L’État et les institutions n’ont pas à soutenir financièrement la presse et les médias, qui sont des entreprises. Elles doivent rester soumises aux contraintes subies par toutes les entreprises et les surprotéger n’est pas un service à leur rendre, au contraire : c’est renforcer leur position hors-sol, les couper des contingences économiques et administratives de leurs concitoyens. Le seul soutien indispensable, fondamental, qui puisse être apporté par les institutions, est la liberté qu’elles doivent garantir, envers et contre tout, aux journalistes. Liberté d’écrire, sans censure et liberté d’enquêter, sans restriction.

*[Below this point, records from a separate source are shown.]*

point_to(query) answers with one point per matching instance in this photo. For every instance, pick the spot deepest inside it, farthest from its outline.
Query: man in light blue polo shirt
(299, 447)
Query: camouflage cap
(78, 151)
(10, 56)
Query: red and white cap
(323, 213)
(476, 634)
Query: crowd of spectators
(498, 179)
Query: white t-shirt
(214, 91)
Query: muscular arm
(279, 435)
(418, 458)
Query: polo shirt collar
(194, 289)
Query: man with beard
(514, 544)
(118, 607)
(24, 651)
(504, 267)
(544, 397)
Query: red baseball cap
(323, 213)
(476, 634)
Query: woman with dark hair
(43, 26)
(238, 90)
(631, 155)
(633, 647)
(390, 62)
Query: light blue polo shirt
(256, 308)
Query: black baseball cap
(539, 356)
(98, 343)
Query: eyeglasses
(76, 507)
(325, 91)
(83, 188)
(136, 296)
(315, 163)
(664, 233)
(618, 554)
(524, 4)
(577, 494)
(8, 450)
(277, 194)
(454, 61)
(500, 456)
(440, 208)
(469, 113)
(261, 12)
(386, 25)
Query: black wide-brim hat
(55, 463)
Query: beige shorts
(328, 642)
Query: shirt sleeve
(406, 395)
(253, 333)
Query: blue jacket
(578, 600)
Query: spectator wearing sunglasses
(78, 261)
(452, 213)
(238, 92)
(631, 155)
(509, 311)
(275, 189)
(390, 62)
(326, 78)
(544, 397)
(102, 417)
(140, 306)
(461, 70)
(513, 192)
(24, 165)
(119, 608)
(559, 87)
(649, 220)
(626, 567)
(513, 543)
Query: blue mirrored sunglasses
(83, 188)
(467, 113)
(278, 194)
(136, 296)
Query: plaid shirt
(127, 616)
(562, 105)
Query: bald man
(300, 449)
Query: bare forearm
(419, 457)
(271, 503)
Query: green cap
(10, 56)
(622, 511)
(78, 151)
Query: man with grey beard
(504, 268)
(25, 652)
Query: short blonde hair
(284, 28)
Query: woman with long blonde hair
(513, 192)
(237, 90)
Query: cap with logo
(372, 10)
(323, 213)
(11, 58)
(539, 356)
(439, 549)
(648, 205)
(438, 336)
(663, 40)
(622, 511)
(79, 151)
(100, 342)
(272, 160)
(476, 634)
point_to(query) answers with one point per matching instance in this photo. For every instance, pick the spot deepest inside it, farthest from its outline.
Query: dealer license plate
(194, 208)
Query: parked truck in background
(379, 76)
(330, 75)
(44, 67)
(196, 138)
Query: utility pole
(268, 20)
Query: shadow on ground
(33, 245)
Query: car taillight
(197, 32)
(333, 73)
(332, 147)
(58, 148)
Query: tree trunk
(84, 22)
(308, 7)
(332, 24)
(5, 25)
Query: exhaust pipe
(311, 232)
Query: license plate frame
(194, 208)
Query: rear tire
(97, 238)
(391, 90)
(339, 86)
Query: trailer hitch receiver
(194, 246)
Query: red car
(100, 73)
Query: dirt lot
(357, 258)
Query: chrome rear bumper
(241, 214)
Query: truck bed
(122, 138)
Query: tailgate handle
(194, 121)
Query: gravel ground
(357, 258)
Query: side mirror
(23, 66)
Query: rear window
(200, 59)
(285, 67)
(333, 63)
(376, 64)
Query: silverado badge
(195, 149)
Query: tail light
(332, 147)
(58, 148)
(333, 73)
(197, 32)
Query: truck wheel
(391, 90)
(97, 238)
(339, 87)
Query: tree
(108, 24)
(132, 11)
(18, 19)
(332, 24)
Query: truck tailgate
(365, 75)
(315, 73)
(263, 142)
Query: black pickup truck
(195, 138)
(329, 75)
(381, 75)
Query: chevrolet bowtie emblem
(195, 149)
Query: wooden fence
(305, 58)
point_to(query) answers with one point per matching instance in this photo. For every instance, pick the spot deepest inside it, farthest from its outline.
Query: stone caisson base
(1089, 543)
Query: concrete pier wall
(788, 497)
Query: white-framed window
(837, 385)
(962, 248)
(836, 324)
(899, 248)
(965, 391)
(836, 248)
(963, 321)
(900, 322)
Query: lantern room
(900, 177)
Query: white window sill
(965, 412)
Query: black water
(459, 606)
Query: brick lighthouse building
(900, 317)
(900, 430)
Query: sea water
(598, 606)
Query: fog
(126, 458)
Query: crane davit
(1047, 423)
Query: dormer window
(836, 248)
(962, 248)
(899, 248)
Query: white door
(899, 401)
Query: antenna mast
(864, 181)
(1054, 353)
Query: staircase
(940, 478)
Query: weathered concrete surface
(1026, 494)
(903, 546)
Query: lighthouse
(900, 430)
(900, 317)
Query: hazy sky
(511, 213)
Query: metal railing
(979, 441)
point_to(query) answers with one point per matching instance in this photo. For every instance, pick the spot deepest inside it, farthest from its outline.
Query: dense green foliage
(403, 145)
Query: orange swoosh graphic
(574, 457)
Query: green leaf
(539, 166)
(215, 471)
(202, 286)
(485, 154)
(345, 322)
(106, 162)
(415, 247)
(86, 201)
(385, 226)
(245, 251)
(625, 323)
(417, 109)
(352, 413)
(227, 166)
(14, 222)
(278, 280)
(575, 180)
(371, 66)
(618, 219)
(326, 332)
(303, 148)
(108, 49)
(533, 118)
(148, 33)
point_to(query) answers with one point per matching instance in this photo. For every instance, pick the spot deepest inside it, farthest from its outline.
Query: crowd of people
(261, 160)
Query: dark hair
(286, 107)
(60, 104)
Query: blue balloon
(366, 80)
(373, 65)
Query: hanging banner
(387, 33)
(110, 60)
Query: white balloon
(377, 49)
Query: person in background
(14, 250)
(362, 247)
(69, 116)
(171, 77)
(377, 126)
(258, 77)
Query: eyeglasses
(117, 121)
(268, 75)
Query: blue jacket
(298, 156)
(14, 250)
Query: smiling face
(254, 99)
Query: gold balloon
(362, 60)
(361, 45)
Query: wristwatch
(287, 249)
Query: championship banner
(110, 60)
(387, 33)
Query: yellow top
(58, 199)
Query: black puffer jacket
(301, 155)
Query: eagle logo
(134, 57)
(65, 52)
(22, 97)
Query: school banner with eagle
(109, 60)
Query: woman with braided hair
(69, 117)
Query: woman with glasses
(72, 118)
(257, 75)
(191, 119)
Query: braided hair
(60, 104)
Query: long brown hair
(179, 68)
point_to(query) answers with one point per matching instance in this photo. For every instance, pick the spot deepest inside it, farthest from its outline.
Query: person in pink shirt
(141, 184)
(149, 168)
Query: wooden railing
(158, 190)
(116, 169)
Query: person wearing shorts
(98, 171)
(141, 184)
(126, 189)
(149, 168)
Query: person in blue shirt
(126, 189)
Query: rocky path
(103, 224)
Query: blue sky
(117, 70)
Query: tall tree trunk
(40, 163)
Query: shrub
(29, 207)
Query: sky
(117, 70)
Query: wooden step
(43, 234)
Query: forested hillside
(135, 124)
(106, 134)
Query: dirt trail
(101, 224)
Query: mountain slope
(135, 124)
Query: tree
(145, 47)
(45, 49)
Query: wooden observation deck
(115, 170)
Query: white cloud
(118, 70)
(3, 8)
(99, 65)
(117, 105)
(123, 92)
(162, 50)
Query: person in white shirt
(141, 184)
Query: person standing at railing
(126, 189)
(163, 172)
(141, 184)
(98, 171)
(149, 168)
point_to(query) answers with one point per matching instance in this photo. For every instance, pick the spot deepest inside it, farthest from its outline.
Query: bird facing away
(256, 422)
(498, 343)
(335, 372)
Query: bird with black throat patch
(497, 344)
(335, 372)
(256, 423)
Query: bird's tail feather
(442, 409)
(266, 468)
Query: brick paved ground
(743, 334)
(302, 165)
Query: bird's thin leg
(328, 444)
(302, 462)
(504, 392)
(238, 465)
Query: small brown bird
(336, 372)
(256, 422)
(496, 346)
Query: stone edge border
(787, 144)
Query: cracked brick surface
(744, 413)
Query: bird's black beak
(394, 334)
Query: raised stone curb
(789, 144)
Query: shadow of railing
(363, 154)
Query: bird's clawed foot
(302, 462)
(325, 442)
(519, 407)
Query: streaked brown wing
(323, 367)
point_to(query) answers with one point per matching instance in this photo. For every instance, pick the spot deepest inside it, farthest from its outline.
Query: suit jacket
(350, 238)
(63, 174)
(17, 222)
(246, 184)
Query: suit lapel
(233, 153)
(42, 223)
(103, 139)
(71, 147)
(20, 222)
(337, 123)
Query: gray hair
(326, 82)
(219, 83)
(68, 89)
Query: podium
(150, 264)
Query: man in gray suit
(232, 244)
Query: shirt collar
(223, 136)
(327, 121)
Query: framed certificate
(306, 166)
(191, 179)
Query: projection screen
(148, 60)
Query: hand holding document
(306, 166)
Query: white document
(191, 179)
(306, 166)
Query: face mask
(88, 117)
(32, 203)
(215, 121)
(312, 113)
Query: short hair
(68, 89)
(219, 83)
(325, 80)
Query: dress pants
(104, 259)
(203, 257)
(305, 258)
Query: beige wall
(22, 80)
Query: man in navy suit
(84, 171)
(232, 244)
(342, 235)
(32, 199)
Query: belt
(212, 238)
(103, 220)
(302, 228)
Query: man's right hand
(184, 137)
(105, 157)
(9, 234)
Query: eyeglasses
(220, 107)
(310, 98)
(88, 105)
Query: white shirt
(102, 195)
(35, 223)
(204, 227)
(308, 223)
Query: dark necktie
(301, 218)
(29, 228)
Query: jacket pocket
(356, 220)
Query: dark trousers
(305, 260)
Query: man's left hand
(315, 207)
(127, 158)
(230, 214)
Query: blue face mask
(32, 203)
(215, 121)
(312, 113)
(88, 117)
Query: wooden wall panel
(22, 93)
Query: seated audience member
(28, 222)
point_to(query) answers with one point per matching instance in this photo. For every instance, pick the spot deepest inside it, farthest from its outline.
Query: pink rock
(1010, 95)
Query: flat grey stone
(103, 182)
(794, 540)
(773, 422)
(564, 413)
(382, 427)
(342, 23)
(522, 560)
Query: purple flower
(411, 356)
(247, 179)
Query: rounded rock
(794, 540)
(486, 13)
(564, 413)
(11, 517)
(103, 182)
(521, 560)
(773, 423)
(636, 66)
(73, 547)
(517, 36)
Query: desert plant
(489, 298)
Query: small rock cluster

Le débat autour des fake news occupe actuellement les esprits, mais il occulte le coeur du problème : les fake news, et leur grand frère, le complotisme, prospèrent sur l’absence de pédagogie et de transparence. Or, le rôle d’un journaliste est de regarder et d’écouter, de vérifier, puis d’expliquer ; mais pour ce faire, outre les témoignages humains, le reporter doit avoir accès à des faits, des chiffres et des données fiables. Beaucoup de journalistes et de blogueurs indépendants se heurtent à des murs lors de leurs enquêtes : impossibilité de consulter des documents, des rapports et des chiffres pourtant censés être publics. Les ministères, les hôpitaux, les préfectures, les écoles, les universités, les services de l’État, les collectivités territoriales, toutes les institutions publiques, sont les premières à faire la sourde oreille. En 2015, j’ai mené une enquête sur les prix extravagants pratiqués par les laboratoires pharmaceutiques dans le traitement de l’hépatite C : on était loin de l’investigation, j’essayais de connaître le budget consacré par les pharmacies centrales de la région à ces soins. Malgré tout, le ministère de la Santé et les hôpitaux ont fait les morts. Impossible d’obtenir une réponse. Même chose lors d’un dossier sur le poids économique de la mode en France, sujet pourtant a priori nettement moins sensible.
Pour mener à bien ses enquêtes, le journaliste ne peut donc compter que sur son réseau et les liens qu’il tisse au fil des rencontres. Cette démarche présente un énorme avantage : éviter toute « intoxication » par les services de communication et les institutions. Elle a un inconvénient : elle est extrêmement chronophage. L’enquête exige un temps long. Elle est donc doublement importante car elle permet de tirer le journalisme de l’ère du buzz, de l’hyper-information, de l’info-obésité, qui l’étouffe et lui ôte son poids. En se dégageant de l’instantanéité des réseaux sociaux, le journalisme peut ainsi se distinguer et tenir son rôle. Les sujets de ses articles et de ses reportages ne sont plus des poupées jetables mais les membres d’une histoire collective.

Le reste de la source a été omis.